Palmer takes aim at coal mining seat of Hunter as fellow believers worry about crowded field

Clive Palmer is taking aim at winning the coal mining seat of Hunter at the upcoming election, placing full-page ads in News Corp tabloids promoting his candidate Suellen Wrightson in the electorate formerly held by right-wing Labor MP Joel Fitzgibbon.
In the ads, Wrightson claims “Australians have suffered from a duopoly of power by the Labor and Liberal parties having their deals designed to take the Australian people’s money for their own use”.
In a reference to Palmer’s clear inspiration for his new tilt at political power, US President Donald Trump, Wrightson says: “The world is changing. In the United States of America, government waste and corruption are finally being exposed.”
Palmer made his intentions clear yesterday with the launch of his new party Trumpet of Patriots. While the billionaire was wholly unsuccessful at capturing any lower house seats at the previous election, despite throwing hundreds of millions of dollars at that campaign, election analyst William Bowe said it wouldn’t be impossible things could turn out differently this time around.
“Palmer is clearly going all out to get Wrightson elected in Hunter, and [it’s] not a bad seat for him to choose,” said Bowe, who runs the blog The Poll Bludger.
“Hunter, where One Nation did particularly well in 2019, is a coal mining seat that has a lot in common with pro-Trump territory like West Virginia and the rural midwest.”

Labor’s Dan Repacholi won the seat in 2022, with a post-election margin of 4% against the Nationals.
Palmer told Nine newspapers overnight he would be targeting Coalition seats in his new campaign, but Trumpet of Patriots won’t be the only conservative challenger in the race.
Lyle Shelton’s Family First Party clearly felt the heat after Palmer’s announcement, issuing a media release where he warned the new outfit would risk fragmenting the conservative vote.
“While we wish Clive’s latest venture all the best, we would encourage people to consider what is sustainable and what can stand the test of time,” Shelton said in the media release.
The former managing director of the Australian Christian Lobby and prominent “No” campaigner in the marriage equality survey appears to be fonder of another one of his rivals, ex-Queensland Coalition senator Gerard Rennick.
Australian Electoral Commission documents show Shelton’s party consented to Rennick calling his new party Gerard Rennick People First. Had Family First not done so, it’s possible the electoral commission would have deemed the two names too similar.
But Shelton played down the affinity between the two parties — and any perceived animosity towards Trumpet of Patriots — in a comment to Crikey.
“Our statement was not a case of feeling more or less positive about either. We simply recognise the obvious — the more of us in the space, the more the vote will be fragmented,” Shelton said. “But the reality is citizens in Australia are free to organise politically and we chose not to impede Senator Rennick’s plans to establish his own party.”

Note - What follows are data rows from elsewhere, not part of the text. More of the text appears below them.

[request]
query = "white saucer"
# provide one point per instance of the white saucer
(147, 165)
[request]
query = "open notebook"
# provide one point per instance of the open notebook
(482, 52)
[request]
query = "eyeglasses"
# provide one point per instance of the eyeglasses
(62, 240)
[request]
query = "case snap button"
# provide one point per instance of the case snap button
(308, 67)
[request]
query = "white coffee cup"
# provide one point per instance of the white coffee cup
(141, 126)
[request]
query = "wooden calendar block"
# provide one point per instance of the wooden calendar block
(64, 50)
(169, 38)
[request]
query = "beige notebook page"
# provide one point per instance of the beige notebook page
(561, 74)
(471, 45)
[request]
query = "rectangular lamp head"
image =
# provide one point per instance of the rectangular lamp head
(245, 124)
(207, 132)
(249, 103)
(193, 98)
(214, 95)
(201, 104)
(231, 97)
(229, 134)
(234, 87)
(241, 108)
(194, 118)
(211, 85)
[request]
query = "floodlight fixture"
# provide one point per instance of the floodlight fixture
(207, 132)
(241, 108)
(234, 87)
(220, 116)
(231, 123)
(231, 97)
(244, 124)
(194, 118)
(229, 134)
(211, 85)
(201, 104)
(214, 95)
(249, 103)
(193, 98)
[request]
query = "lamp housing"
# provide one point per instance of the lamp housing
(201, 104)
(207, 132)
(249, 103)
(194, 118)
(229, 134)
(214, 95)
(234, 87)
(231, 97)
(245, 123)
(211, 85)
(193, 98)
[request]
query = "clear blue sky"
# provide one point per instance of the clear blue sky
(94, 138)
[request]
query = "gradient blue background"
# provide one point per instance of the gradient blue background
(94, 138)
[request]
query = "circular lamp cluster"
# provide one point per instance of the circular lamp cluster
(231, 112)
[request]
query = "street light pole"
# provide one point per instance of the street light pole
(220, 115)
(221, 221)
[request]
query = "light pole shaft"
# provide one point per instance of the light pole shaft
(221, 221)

“Where values align we will seek to collaborate and hope we can do so with Mr Palmer’s new party as well. Of course Family First would have preferred that two new parties on the centre right did not emerge, but again, that is democracy. We are three-and-half-years into the rebuild of Family First and are committed to the long haul well beyond the current electoral cycle.”
A spokesperson for Palmer refused to comment when contacted by Crikey on Wednesday. Perhaps inspired by Trump’s disdain of the media, the person wrote in a text message: “Not interested in talking to cricket.”